Consumers have been conditioned to hunt down the best price and now we even have apps to further exacerbate the situation.
The grocery world has depended upon ‘trade budgets’, since the beginning of time. But in this extraordinary economy, everyday low prices are simply not sustainable: the quality of the product is at its highest but the margins down to the wire - suppliers cannot afford to erode their prices. But how do they get a good price for their products?
In this promotion-driven world, most shoppers will happily switch from one brand to another because of a special offer. Shoppers simply expect to be swayed by the latest bogof.
We recently did a survey asking shoppers to name a brand that they could honestly say they were loyal to and could not do without. The results were surprising.
Beyond apple and health and beauty products, there were very few brands customers could not be swayed away from by a promotion. This is a problem.
retailers simply cannot continue to price compete with their rivals and rely on their margins to be supported by manufacturers.
Manufacturers could be a lot more creative with their ideas to maintain rsp and inspire the shopper. There is a solution, which leads us to our second question: ‘how can retailers and manufacturers create a more inspiring shopping experience?’
We have to be realistic - we need price promotions - they are a necessary part of the equation, but perhaps not ALL the time.
The trade spend should not just be spent on buying shelf space, but rather put against strong, innovative ideas that will inspire the customer to make the shopping experience enjoyable. Retailerscould develop exclusive brands in partnership with manufacturers to overcome basket comparison squabbles and create truly innovative NPD.
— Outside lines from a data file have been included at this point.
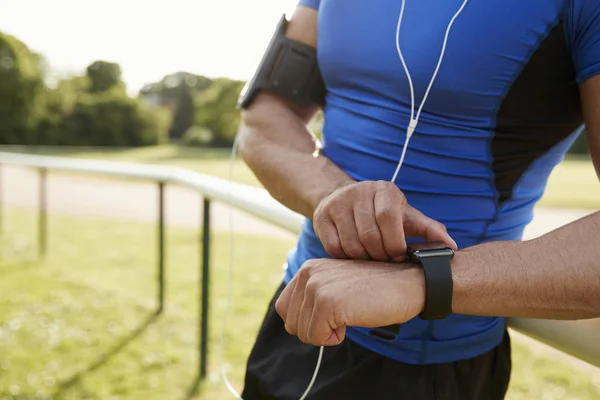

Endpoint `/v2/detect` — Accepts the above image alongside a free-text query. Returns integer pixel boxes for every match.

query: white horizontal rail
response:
[0,152,600,367]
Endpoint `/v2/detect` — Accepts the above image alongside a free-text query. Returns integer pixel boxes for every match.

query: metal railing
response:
[0,152,600,378]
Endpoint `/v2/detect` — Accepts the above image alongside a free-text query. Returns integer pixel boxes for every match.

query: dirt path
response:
[0,166,591,238]
[0,166,597,373]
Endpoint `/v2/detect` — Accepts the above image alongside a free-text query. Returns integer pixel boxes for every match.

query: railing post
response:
[199,197,210,379]
[0,164,4,235]
[38,168,48,258]
[156,181,165,314]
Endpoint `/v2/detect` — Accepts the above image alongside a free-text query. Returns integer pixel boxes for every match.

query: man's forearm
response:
[240,99,354,218]
[453,212,600,319]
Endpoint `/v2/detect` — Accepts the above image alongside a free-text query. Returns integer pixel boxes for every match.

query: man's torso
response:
[286,0,586,363]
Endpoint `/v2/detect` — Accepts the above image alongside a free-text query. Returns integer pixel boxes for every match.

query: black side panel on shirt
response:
[492,23,582,204]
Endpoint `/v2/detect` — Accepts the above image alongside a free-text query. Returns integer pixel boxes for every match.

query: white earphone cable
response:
[219,0,468,400]
[219,132,324,400]
[391,0,469,182]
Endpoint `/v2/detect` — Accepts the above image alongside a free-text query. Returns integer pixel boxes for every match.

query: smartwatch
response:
[406,242,454,320]
[370,242,454,340]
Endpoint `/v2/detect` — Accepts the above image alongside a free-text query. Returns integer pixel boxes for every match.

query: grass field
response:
[0,210,600,400]
[0,145,600,209]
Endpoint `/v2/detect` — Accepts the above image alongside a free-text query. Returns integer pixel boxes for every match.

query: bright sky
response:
[0,0,297,93]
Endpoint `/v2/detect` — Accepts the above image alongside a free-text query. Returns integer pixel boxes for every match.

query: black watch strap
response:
[419,257,453,320]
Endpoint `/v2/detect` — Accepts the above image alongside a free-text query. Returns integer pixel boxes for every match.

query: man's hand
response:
[313,181,457,261]
[275,259,425,346]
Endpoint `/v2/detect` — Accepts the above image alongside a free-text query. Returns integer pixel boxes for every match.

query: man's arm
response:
[454,76,600,319]
[239,6,354,218]
[239,6,456,261]
[276,76,600,346]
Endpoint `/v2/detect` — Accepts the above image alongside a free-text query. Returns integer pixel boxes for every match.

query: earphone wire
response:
[391,0,469,182]
[219,130,324,400]
[219,0,469,400]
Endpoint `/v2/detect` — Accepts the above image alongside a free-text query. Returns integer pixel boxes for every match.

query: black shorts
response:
[242,285,511,400]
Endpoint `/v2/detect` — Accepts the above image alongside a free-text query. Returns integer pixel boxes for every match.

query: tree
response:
[86,61,125,93]
[169,82,196,139]
[140,71,213,140]
[0,32,44,144]
[196,78,244,146]
[62,89,170,147]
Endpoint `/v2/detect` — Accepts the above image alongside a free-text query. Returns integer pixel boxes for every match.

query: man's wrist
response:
[311,177,356,215]
[452,241,526,315]
[392,263,425,320]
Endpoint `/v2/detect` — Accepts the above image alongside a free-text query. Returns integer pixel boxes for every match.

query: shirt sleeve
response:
[568,0,600,84]
[298,0,321,10]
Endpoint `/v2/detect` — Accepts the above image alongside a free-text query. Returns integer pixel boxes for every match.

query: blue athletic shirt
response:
[285,0,600,364]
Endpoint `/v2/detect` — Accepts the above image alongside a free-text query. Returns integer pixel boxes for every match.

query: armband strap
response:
[238,15,326,108]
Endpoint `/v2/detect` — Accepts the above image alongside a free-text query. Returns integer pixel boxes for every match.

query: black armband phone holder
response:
[238,15,326,108]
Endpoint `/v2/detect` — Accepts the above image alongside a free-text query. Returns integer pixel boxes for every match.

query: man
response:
[234,0,600,400]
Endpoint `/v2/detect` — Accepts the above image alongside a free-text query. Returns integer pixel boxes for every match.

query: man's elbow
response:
[237,108,265,162]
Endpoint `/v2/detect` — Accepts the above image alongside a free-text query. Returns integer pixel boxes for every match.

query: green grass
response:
[0,145,600,209]
[0,210,600,400]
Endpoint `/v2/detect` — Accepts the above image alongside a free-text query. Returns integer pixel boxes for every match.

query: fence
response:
[0,152,600,378]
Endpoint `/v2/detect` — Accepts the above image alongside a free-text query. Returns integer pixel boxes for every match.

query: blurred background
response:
[0,0,600,400]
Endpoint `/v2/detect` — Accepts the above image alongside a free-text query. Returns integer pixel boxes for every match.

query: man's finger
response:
[315,217,348,259]
[404,206,458,250]
[354,199,389,261]
[298,283,316,344]
[275,276,297,322]
[373,191,406,261]
[285,266,310,335]
[333,212,369,260]
[308,297,346,346]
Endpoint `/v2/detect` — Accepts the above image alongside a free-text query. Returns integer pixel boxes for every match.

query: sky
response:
[0,0,297,93]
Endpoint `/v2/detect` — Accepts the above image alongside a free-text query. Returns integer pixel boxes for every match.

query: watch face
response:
[406,242,454,261]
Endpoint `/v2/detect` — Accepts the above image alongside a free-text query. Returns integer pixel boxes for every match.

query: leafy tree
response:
[0,32,44,144]
[62,89,170,147]
[140,71,213,100]
[86,61,125,93]
[169,83,196,139]
[196,78,244,146]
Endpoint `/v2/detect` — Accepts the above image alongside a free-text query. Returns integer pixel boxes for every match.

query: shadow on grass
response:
[0,259,41,278]
[52,311,160,398]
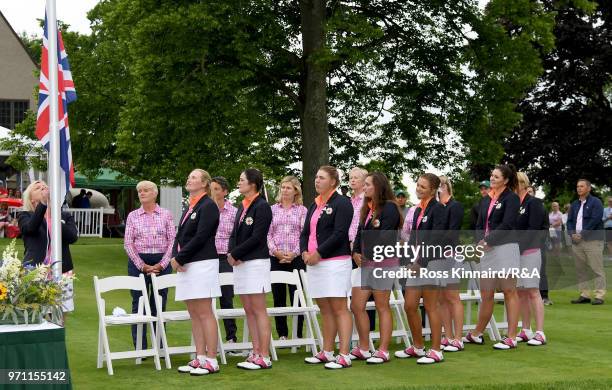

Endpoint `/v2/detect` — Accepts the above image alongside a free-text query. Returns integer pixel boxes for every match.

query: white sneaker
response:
[394,345,425,359]
[493,337,517,351]
[527,331,546,347]
[325,354,351,370]
[178,359,200,374]
[514,329,533,343]
[349,347,372,360]
[442,339,464,352]
[417,349,444,364]
[189,359,219,376]
[304,351,336,364]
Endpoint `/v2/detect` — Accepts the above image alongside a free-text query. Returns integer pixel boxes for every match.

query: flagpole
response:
[47,0,62,279]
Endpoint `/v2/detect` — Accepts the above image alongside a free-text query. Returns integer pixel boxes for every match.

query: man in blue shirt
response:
[602,196,612,258]
[567,179,606,305]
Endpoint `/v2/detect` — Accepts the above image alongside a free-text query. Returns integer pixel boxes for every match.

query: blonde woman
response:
[438,176,464,352]
[170,169,221,375]
[300,165,353,369]
[516,172,548,346]
[268,176,307,340]
[228,168,272,370]
[19,180,79,313]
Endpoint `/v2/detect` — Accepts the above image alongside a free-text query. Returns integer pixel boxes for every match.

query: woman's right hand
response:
[353,253,363,267]
[40,187,49,206]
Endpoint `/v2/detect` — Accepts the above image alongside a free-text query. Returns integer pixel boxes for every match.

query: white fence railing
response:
[9,207,104,237]
[9,206,22,219]
[63,207,104,237]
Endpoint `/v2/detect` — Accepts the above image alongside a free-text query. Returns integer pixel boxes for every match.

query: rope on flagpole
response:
[47,0,62,280]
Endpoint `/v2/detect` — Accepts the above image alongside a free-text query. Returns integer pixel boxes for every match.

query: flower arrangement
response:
[0,240,72,324]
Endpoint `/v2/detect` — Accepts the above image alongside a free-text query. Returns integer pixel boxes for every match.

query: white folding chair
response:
[300,269,323,353]
[268,270,317,356]
[151,274,195,368]
[94,274,161,375]
[459,261,510,340]
[212,272,247,364]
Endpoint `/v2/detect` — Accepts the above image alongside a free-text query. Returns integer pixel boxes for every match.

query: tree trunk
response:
[300,0,329,204]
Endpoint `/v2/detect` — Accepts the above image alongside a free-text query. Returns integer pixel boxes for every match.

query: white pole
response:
[47,0,62,279]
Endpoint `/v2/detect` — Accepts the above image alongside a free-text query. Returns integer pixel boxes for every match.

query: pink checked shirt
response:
[268,203,308,256]
[400,206,417,242]
[123,205,176,270]
[215,199,238,255]
[349,192,365,242]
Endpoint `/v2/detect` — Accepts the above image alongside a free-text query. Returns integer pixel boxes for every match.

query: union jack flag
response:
[36,15,76,200]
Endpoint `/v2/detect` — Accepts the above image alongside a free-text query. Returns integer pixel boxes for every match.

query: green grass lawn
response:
[0,238,612,389]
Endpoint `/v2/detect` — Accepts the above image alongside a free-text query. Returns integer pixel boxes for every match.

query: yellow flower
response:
[0,283,8,301]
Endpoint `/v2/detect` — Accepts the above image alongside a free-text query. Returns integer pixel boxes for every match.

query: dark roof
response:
[0,11,38,68]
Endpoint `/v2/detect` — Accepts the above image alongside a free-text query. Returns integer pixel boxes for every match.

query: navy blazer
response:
[444,197,463,247]
[18,203,79,273]
[408,199,447,267]
[516,194,548,253]
[567,194,604,241]
[172,195,219,265]
[228,195,272,261]
[300,192,353,259]
[476,188,521,246]
[353,200,402,259]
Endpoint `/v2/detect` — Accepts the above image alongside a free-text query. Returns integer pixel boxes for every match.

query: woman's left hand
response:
[170,257,185,272]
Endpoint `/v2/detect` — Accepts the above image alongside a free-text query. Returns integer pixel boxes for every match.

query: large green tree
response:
[73,0,478,198]
[5,0,552,204]
[463,0,554,181]
[505,0,612,198]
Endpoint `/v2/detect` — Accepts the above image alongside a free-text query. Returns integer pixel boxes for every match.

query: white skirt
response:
[516,249,542,288]
[480,242,521,272]
[306,256,353,298]
[175,259,221,301]
[234,258,272,295]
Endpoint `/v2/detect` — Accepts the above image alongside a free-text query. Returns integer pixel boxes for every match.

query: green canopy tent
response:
[74,169,138,237]
[74,169,138,190]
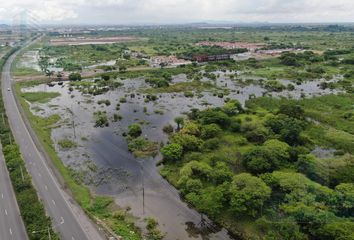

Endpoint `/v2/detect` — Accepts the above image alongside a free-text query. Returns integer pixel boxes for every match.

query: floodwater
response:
[23,73,340,239]
[16,50,41,71]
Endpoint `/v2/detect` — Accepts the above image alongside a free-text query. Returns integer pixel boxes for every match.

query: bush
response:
[201,123,222,139]
[230,173,271,217]
[69,73,82,81]
[160,143,183,161]
[128,124,142,138]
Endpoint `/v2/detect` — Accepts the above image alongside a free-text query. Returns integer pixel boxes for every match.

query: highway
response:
[0,145,28,240]
[0,46,104,240]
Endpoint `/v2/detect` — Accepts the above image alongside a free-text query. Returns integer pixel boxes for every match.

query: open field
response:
[16,24,354,240]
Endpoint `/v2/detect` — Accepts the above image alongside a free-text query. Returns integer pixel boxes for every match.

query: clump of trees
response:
[69,73,82,81]
[93,111,109,128]
[161,100,354,240]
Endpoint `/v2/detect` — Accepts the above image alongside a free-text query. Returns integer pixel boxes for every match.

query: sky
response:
[0,0,354,24]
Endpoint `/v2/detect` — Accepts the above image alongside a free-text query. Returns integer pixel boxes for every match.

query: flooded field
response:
[16,50,41,71]
[23,73,336,239]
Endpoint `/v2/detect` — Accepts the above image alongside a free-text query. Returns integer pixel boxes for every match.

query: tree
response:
[45,69,54,81]
[265,114,305,146]
[199,109,231,128]
[223,99,243,116]
[243,139,290,174]
[172,132,203,151]
[175,117,184,131]
[279,102,305,119]
[69,73,81,81]
[201,123,222,139]
[101,74,111,81]
[186,186,224,217]
[230,173,271,217]
[119,65,127,73]
[336,183,354,217]
[161,143,183,161]
[128,123,142,138]
[38,56,49,72]
[181,122,200,136]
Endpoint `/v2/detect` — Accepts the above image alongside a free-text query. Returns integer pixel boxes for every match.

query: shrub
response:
[128,124,142,138]
[160,143,183,161]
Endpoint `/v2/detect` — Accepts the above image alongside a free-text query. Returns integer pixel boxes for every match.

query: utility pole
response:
[71,104,76,139]
[139,161,145,215]
[20,166,25,182]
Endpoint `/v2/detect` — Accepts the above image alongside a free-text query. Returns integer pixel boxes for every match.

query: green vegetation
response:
[58,139,77,150]
[21,92,60,103]
[161,95,354,239]
[11,25,354,240]
[127,124,158,158]
[93,111,109,127]
[15,83,141,240]
[0,48,59,240]
[128,124,142,138]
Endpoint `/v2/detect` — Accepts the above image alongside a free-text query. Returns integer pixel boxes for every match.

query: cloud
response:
[0,0,354,24]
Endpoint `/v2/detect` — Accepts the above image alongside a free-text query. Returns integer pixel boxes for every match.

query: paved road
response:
[0,46,103,240]
[0,145,28,240]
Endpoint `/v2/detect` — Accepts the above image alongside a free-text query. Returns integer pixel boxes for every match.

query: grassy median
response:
[15,81,141,240]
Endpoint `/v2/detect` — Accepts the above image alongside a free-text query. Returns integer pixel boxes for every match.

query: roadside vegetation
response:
[16,25,354,240]
[0,48,59,240]
[161,95,354,239]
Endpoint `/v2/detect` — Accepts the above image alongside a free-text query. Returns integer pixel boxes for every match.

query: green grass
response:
[58,139,77,150]
[145,81,216,93]
[15,83,141,240]
[21,92,60,103]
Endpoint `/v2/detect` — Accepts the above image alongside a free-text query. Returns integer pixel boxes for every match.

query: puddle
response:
[24,73,335,239]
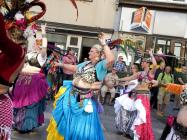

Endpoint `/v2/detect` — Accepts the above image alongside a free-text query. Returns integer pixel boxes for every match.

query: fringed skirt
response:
[47,82,104,140]
[135,94,154,140]
[13,99,45,132]
[0,95,13,140]
[12,73,48,132]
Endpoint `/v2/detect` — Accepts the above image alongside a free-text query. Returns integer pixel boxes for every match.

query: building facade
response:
[36,0,118,61]
[116,0,187,66]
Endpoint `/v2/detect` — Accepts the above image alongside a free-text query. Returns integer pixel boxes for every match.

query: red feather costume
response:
[0,13,25,84]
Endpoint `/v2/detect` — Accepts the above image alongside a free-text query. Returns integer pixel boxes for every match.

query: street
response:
[12,102,178,140]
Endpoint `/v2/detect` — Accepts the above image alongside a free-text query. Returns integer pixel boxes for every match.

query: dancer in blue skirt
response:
[47,33,115,140]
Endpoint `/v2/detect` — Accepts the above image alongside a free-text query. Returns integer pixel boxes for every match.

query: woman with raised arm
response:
[0,13,25,140]
[121,50,157,140]
[47,33,115,140]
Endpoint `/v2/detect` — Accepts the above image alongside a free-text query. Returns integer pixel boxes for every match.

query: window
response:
[77,0,93,2]
[154,38,171,54]
[173,0,185,2]
[70,37,78,46]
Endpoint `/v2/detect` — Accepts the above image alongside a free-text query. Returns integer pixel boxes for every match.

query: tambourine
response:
[4,0,46,30]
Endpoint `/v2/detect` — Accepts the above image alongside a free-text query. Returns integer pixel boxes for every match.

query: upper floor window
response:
[78,0,93,2]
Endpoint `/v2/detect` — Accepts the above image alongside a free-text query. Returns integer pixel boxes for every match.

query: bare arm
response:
[55,63,77,73]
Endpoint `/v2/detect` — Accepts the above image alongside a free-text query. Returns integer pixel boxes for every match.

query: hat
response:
[141,58,151,63]
[92,44,103,52]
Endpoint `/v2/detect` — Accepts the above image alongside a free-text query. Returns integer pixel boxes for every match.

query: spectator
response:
[114,56,127,78]
[173,66,187,110]
[62,49,77,80]
[157,66,174,116]
[101,67,118,105]
[167,48,176,70]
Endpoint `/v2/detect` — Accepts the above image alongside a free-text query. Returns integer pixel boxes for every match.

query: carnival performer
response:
[160,85,187,140]
[121,49,157,140]
[0,13,25,140]
[152,80,187,140]
[114,65,145,138]
[47,33,114,140]
[42,45,64,100]
[12,25,48,133]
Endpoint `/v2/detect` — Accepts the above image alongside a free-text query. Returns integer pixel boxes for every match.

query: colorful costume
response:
[12,73,48,132]
[0,13,25,140]
[114,71,154,140]
[160,84,187,140]
[47,60,107,140]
The good news is that people love to shop, they like to be inspired and when they are they become loyal advocates.
Waitrose and John Lewis have proven this. So, with the second hard question worked out, the solution is all about innovation, great design and teamwork to make the experience special.
This in turn will make the retailer a destination and put the brands back on the shopping list.
Given the opportunity, which manufacturer would not be delighted to channel a part of their trade spend into an integrated approach that would influence the shopper and increase purchasing behaviour?
There will always be price promotions, but if retailers and manufacturers begin to treat the consumer’s time in stores as a below-the-line media opportunity, they can begin to inspire customers. Perhaps that will help drive ritualistic behaviour and put their brands back on shopping lists.